Turunnya hak paten, kata Kiki, cukup strategis bagi produk yang dikembangkannya yang selama ini banyak dibajak oleh pengusaha lain di Garut.
Meski demikian, ia mengaku tidak akan memperkarakan pembajakan itu, sebaliknya ia mengaku pembajakan produk kreasinya itu sebagai bentuk bahwa rintisanya membuat penganan coklat isi dodol itu diminati pasar dan menghidupi orang banyak.
"Miris juga sih, Chocodot yang baru berkembang 1,5 tahun sudah dibajak saat proses hak paten mereknya masih di proses. Yah mau apa lagi," kata Kiki.
Tidak hanya sampai memproduksi Chocodot dan Chocodol saja, pria asli Garut itu juga hingga saat ini telah memproduksi 25 merek dan 125 jenis produk penganan dari bahan baku coklat yang 'dikawinkan' dengan produk makanan tradisional.
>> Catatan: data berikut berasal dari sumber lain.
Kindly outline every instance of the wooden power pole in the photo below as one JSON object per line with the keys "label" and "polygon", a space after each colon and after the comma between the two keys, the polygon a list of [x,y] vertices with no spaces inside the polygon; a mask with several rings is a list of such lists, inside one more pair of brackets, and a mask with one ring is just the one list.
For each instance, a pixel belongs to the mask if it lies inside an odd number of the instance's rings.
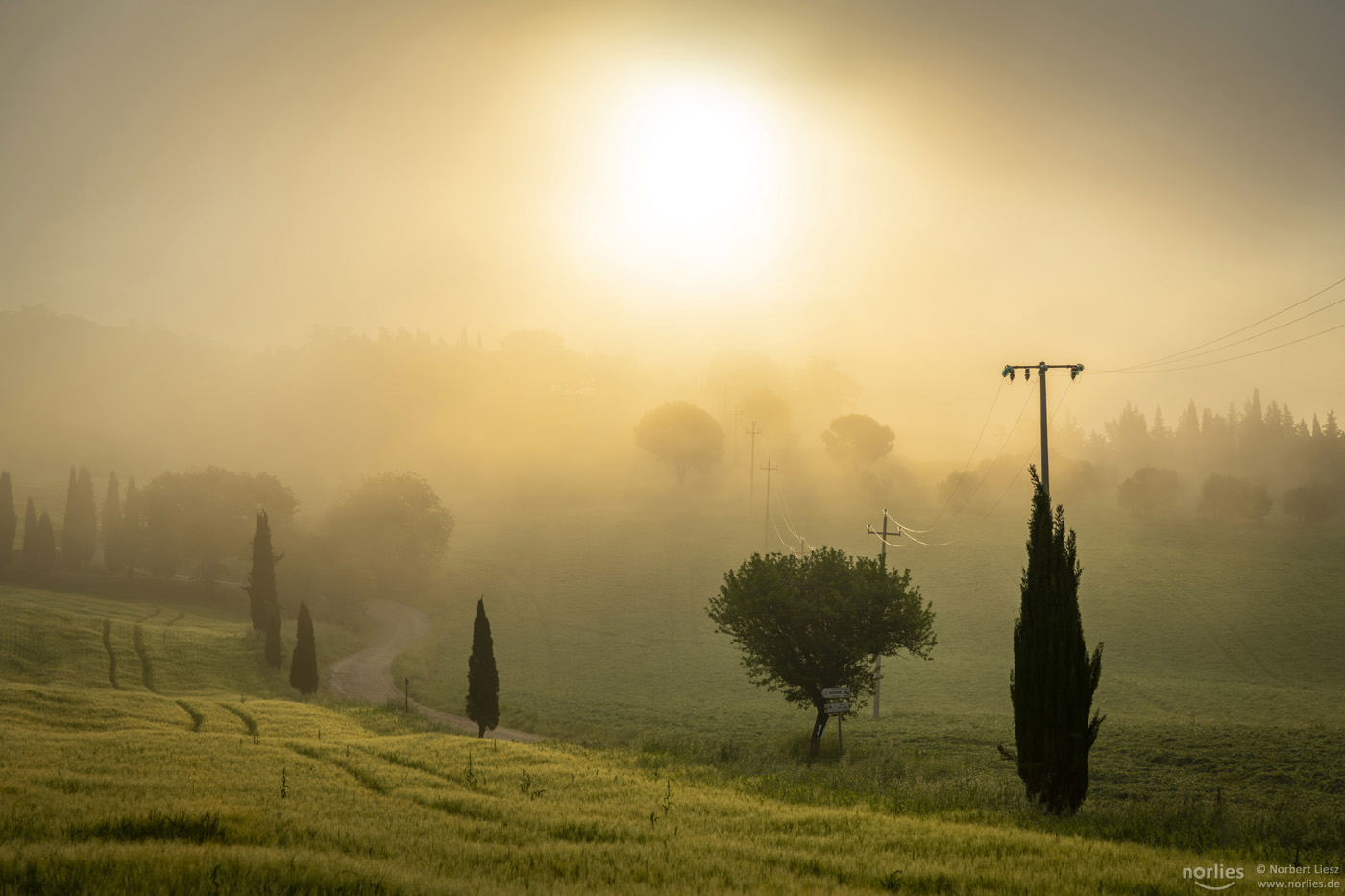
{"label": "wooden power pole", "polygon": [[771,455],[765,456],[765,522],[761,525],[761,553],[767,553],[771,546],[771,471],[779,470],[771,463]]}
{"label": "wooden power pole", "polygon": [[[878,565],[882,566],[882,572],[888,570],[888,509],[882,509],[882,531],[874,530],[869,526],[869,534],[878,537]],[[901,534],[901,526],[897,526],[897,531],[893,535]],[[878,701],[882,690],[882,654],[873,655],[873,717],[878,717]]]}
{"label": "wooden power pole", "polygon": [[752,421],[746,429],[742,431],[744,435],[752,436],[752,448],[748,453],[748,513],[752,513],[753,505],[756,505],[756,437],[761,435],[761,431],[756,428],[756,421]]}
{"label": "wooden power pole", "polygon": [[1037,371],[1037,379],[1041,381],[1041,484],[1050,494],[1050,453],[1046,451],[1046,424],[1050,418],[1046,416],[1046,371],[1053,369],[1063,369],[1069,371],[1069,378],[1075,379],[1080,373],[1083,373],[1083,365],[1048,365],[1045,361],[1036,365],[1005,365],[1005,369],[999,371],[1001,377],[1009,377],[1009,382],[1013,382],[1013,371],[1021,370],[1025,382],[1032,382],[1032,371]]}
Uniknya, Kiki membuat mereknya cukup unik dan terkesan asal sebut.
Contohnya penganan rangginang dicelup coklat menjadi merek Rangicok, coklat isi roti Chobread, coklat isi abon dan daging serta yang lainnya dengan nama-nama yang enteng. Kemudian coklat rasa bajigur, skoteng, bandrek serta lainnya minuman tradisional di Jabar.
"Kami fokus pada produksi coklat pariwisata, saat ini 85 persen masih dipasarkan di Garut, namun akan dikembangkan ke luar daerah dengan merek beda," kata Kiki.
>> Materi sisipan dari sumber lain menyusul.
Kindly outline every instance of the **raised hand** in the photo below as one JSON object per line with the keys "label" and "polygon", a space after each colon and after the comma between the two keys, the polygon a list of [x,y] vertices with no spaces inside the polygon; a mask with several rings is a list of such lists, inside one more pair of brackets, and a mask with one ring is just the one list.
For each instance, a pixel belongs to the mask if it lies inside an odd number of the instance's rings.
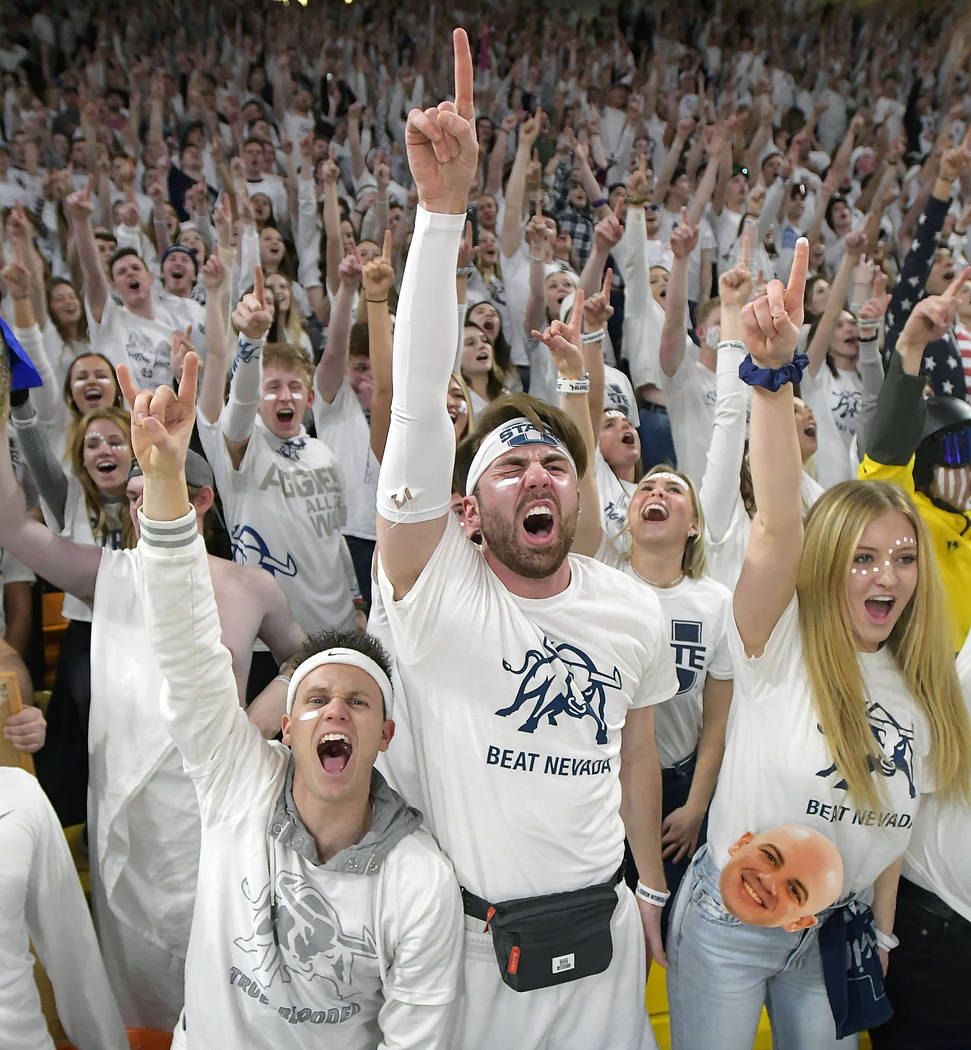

Menurut Kiki, pengembangan penganan coklat yang dilakukannya difokuskan untuk mengangkat makanan tradisional ke pentas internasional. Promosi yang dilakukannya ke Timur Tengah dan Afrika yang dilakukannya mendapat sambutan dengan datangnya pesanan Chocodot dari sejumlah negara yang dikunjungi.
"Produksi tidak hanya dilakukan sendiri, tapi juga merangkul produk makanan tradisional yang dibuat masyarakat. Belum kemasannya yang juga menggunakan kemasan produk lokal buatan masyarakat Garut," kata Kiki menambahkan.